OCZ Agility 4 256GB SSD Review
OCZ Agility 4 256GB Performance
Crystal Disk Mark 3.0.1 x64
Crystal Disk Mark is another popular benchmark which allows us to measure both sequential read/write speeds as well as random read/write speeds. With this benchmark, tests can be run using both random fill (incompressible data) and 0 fill (compressible data). Realistically in typical computer usage scenarios, data being transferred will consist of a mixture of both incompressible and compressible data.
Huh… this is interesting. I’m very used to SSDs performing better when dealing with compressible data, but with the Agility 4, it seems like the SSD actually performs worse here (remember, Crystal Disk Mark doesn’t deal with queuing) with sequential reads at over 100MB/s slower when dealing with compressible data. Very strange.
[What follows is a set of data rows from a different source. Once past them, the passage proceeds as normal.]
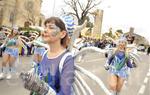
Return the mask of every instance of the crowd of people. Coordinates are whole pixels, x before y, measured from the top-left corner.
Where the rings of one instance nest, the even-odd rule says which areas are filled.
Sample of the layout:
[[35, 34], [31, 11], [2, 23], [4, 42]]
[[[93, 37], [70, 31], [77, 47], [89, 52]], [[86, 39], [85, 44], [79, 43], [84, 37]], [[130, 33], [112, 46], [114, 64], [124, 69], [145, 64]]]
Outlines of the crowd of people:
[[[31, 33], [29, 37], [23, 36], [18, 28], [12, 28], [0, 47], [1, 52], [3, 51], [0, 79], [11, 79], [15, 61], [21, 54], [18, 48], [21, 47], [27, 55], [34, 55], [33, 69], [20, 75], [24, 87], [31, 91], [30, 95], [72, 95], [75, 60], [68, 50], [70, 37], [65, 23], [58, 17], [50, 17], [45, 20], [44, 26], [44, 31]], [[136, 67], [126, 53], [127, 44], [126, 37], [121, 37], [115, 43], [112, 40], [97, 40], [79, 35], [73, 48], [80, 51], [85, 47], [116, 47], [115, 52], [108, 56], [105, 68], [110, 73], [111, 95], [119, 95], [125, 79], [128, 78], [126, 71]], [[60, 70], [62, 59], [63, 66]]]

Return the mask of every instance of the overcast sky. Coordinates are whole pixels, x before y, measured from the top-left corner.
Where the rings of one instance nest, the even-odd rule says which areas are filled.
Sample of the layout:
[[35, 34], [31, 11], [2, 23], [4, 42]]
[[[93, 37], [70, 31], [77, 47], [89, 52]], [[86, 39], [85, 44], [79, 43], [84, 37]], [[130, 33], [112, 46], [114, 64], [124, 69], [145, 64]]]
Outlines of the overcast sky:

On the bright side, 4K figures across the board are still good, which is the most important when dealing with day to day use.
AS SSD Benchmark
AS SSD is a very commonly used benchmark used to measure SSD performance in a number of categories. Here, tests are run using incompressible data, which most simulate real world usage. It also outputs a final score at the conclusion of the test based off the read and write performance of the drive.
AS SSD results mirror Crystal Disk Mark quite well and in the compression benchmark, we see that the Indilinx Everest 2 controller has fairly stable performance no matter if the data is compressible or incompressible. Performance across compression levels in both read and write is a bit inconsistent in comparison to the Vertex 4, which is probably due to the asynchronous NAND bottleneck.